24. A method of manufacturing a camera module package comprising:

mounting an image sensor and pads on a top surface of a wafer with equal spacing;

thinning one surface of the wafer so as to form the wafer thin;

etching the wafer to form a via-hole on a surface opposite to a mounting surface of the pad;

forming a conductive line by injecting conductive paste into the via-hole formed in the wafer;

adhesively fixing a flexible substrate in which an internal circuit pattern is formed on a conductive line formation surface of the wafer;

adhering a first film sheet made of a polymer material onto the top surface of the wafer including a top surface of an image sensor by using a laminator apparatus;

forming a top surface of the first film sheet thin through an exposure, a development, or a thinning process and laminating a second film sheet different from the first film sheet on the top surface of the first film sheet;

forming the lens as the second film sheet is formed in a pattern and the second film sheet is softened by a reflow process; and

dividing the completed camera module package into individual camera module packages by dicing the completed package in a wafer level state.

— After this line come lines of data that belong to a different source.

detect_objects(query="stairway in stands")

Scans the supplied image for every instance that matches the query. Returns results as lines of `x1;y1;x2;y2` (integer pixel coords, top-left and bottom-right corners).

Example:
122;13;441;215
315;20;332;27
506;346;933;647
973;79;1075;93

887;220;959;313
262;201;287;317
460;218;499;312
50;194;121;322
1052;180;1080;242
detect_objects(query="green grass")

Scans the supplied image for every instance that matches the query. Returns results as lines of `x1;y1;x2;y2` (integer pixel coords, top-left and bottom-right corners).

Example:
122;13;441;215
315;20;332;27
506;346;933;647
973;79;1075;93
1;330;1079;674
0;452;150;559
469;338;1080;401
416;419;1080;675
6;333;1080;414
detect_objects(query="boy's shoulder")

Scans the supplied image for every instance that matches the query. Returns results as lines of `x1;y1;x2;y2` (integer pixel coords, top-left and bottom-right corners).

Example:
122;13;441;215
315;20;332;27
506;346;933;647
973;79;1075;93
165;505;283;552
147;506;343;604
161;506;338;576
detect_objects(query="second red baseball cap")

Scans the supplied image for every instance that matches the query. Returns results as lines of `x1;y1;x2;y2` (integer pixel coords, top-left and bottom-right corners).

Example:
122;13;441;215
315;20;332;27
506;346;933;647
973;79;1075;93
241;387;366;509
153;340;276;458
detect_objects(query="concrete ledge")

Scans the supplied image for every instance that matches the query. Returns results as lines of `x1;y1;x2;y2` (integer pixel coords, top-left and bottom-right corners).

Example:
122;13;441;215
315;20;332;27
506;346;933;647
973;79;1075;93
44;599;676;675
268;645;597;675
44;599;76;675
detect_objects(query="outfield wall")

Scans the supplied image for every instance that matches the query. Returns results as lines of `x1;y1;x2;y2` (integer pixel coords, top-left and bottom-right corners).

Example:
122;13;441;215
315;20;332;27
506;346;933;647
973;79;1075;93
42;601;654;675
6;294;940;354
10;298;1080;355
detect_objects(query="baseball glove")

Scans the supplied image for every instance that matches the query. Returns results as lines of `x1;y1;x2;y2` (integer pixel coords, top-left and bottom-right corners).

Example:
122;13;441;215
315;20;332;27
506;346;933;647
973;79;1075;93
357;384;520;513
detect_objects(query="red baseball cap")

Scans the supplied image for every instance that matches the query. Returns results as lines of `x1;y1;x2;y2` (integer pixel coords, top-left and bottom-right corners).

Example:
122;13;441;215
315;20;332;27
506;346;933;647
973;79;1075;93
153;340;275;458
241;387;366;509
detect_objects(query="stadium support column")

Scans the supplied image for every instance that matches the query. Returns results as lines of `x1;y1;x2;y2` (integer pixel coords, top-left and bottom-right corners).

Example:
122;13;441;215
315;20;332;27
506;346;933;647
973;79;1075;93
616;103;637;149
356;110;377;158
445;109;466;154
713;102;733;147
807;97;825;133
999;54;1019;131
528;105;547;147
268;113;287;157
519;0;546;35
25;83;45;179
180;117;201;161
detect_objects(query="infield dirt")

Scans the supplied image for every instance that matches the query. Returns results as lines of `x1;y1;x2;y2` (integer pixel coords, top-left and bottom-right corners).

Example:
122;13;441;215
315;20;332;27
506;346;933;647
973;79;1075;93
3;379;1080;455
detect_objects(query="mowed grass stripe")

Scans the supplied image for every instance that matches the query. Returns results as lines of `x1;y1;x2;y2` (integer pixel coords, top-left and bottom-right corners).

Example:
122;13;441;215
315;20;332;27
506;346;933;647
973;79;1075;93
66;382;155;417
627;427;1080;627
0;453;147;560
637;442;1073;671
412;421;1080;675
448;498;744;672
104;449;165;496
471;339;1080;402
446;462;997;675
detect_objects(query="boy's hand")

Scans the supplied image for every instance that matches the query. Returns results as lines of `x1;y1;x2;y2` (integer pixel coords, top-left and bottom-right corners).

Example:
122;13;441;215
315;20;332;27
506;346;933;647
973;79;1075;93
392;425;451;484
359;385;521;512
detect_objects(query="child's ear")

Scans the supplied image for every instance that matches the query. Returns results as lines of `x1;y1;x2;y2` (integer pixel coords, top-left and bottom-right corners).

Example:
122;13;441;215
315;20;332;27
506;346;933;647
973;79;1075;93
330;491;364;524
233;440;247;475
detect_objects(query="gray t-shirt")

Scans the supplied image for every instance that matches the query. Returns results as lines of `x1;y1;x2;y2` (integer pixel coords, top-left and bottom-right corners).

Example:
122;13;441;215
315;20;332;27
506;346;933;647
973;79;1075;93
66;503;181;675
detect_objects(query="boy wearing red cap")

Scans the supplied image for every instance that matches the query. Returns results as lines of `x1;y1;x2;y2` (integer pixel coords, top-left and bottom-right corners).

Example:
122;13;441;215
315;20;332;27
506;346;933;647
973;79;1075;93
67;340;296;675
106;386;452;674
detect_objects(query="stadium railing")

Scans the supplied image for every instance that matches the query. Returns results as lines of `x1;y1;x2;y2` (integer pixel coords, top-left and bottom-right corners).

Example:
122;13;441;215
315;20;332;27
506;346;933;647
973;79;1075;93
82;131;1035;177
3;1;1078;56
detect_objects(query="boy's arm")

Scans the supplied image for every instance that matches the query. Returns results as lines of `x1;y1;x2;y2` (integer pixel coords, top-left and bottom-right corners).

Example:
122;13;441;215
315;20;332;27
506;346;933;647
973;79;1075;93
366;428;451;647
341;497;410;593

25. A method of manufacturing a camera module package comprising:

mounting an image sensor and pads on a top surface of a wafer with equal spacing;

thinning one surface of the wafer so as to form the wafer thin;

etching the wafer to form a via-hole on a surface opposite to a mounting surface of the pad;

forming a conductive line by injecting conductive paste into the via-hole formed in the wafer;

adhesively fixing a flexible substrate in which an internal circuit pattern is formed onto a conductive line formation surface of the wafer;

adhering a first film sheet made of a polymer material onto the top surface of the wafer including a top surface of an image sensor by using a laminator apparatus;

laminating a second film sheet different from the first film sheet by forming patterns on the top surface of the first film sheet with equal spacing;

forming the lens as the second film sheet is formed in the patterns and the second film sheet is softened by a reflow process; and

dividing the completed camera module package into individual camera module packages by dicing the completed package in a wafer level state.

26. A method of manufacturing a camera module package comprising:

mounting an image sensor and pads on a top surface of a wafer with equal spacing;

thinning one surface of the wafer so as to form the wafer thin;

etching the wafer to form a via-hole on a surface opposite to a mounting surface of the pad;

forming a conductive line by injecting conductive paste into the via-hole formed in the wafer;

adhesively fixing a flexible substrate in which an internal circuit pattern is formed on a conductive line formation surface of the wafer;

spin-coating the top surface of the wafer including a top surface of the image sensor with a liquid polymer;

forming the pattern by curing the wafer having the spin-coated layer formed on the top surface of the wafer and performing a lithography process on the cured spin-coated layer having a mask formed thereon;

laminating a second film sheet different from the first film sheet by forming patterns on the top surface of the first film sheet with equal spacing;

forming the lens as the patterns are softened by a reflow process in a state that the patterns using the mask are formed; and

dividing the completed camera module package into individual camera module packages by dicing the completed package in a wafer level state.

27. The camera module package according to claim 2, wherein the IR filter layer is formed on a top surface of the image sensor mounted on the top surface of the wafer.